6 Kritik FSGI Terkait Kurikulum Prototipe 2022

Arga sumantri • 28 Januari 2022 15:41

5. Kurikulum Prototipe Sangat berbeda dengan K-13

Wakil Sekjen FSGI Fahriza Tanjung menambahkan karakteristik Kurikulum Prototipe dengan profil pelajar Pancasila memiliki kerangka dasar dan struktur yang berbeda dengan K-13. KI-KD dan KKM telah diganti Capaian Pembelajaran Tahunan atau Fase. Penggabungan IPA dan IPS di SD, hingga penghilangan istilah jurusan di SMA. 
 
Fleksibilitas guru dalam melakukan pembelajaran sesuai keragaman kompetensi siswa (teaching at the right level) adalah sesuatu yang fresh dan tidak ada dalam Kurikulum sebelum-sebelumnya. Konsekuensinya, kata dia, seharusnya tidak boleh berlaku dua kurikulum yang sangat berbeda dalam kurun waktu yang terlalu lama. 
 
"Jika berhasil akan menimbulkan gap yang terlalu jauh antar sekolah yang menerapkan Kurikulum 2013 dengan yang menerapkan Kurikulum prototype, sehingga  berpotensi menimbulkan kegaduhan, ketidakpastian dan permasalahan baru sekaligus beban baru bagi kelanjutan pendidikan Nasional di negeri ini," jelas Fahriza. 

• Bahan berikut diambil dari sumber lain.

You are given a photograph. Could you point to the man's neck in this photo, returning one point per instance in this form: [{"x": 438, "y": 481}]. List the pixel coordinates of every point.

6. Minim Data dan Kurang Daya Dukung

Data monitoring dan evaluasi K-13 yang telah dilaksanakan sejak 2019 oleh Kemendikbudristek disebut belum diumumkan ke publik secara transparan dan akuntabel. Padahal, hasil kajian maupun monitoring dan evaluasi, sangat penting dan harus menjadi dasar ilmiah bagi pergantian ataupun perubahan kurikulum 2013.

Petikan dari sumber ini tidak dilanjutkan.